Why am I qualified to write this?

From 2004 to 2011 I was CEO of a security company called zynamics that was acquired by Google in 2011. Among other things, we used to sell a security appliance that inspected untrusted malware. I know the technical side involved with building such an appliance, and I understand the business needs of both customers and vendors. I also know quite a bit about the process of finding and exploiting vulnerabilities, having worked in that area since 2000.

Our appliance at the time was Debian-based - and the complex processing of incoming malware happened inside either memory-safe languages or inside a locked-down virtualized environment (emulator), inside a reasonably locked-down Linux machine. This does not mean that we never had security issues (we had XSS problems at one point where strings extracted from the malware could be used to inject into the Web UI etc.) - but we made a reasonable effort to adhere to best engineering practices available to keep the box secure. Security problems happen, but mitigating their impact is not rocket science - good, robust, and free software exists that can sandbox code, and the engineering effort to implement such mitigations is not excessive.

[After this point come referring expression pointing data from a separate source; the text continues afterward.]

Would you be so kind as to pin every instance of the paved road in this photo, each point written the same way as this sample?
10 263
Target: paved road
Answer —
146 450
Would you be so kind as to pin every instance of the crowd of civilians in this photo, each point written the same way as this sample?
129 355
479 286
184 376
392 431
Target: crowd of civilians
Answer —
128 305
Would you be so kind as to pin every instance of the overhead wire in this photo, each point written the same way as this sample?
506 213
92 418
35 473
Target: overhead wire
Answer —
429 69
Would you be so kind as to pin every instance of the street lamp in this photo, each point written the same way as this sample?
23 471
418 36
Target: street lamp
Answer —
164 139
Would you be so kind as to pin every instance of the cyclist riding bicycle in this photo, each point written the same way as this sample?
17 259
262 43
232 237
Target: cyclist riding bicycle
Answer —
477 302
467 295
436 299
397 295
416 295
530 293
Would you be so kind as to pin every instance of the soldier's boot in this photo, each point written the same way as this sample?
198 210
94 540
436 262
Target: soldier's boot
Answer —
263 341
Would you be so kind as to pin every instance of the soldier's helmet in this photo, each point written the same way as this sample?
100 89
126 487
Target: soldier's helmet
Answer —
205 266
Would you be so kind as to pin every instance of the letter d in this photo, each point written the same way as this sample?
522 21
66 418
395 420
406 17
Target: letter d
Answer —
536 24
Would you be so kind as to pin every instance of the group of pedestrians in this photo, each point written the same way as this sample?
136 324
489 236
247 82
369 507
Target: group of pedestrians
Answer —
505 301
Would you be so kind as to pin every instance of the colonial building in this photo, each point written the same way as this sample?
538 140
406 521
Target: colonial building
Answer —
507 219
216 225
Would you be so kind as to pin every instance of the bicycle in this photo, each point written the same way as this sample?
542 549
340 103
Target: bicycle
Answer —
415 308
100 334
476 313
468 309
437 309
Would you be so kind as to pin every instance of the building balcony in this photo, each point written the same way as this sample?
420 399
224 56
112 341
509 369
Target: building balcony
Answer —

Bonus questions for particularly good vendors

If your vendor can answer the 5 questions above in a satisfactory way, his performance is already head-and-shoulders above the industry average. If you wish to further encourage the vendor to be proactive about your data security, you can ask the following "bonus questions":
  1. Has the vendor considered moving the Linux on their appliance to GRSec in order to make privilege escalations harder?
  2. Does the vendor publish hashes of the packages they install on the appliance so in case of a forensic investigation it is easy to verify that the attacker has not replaced some?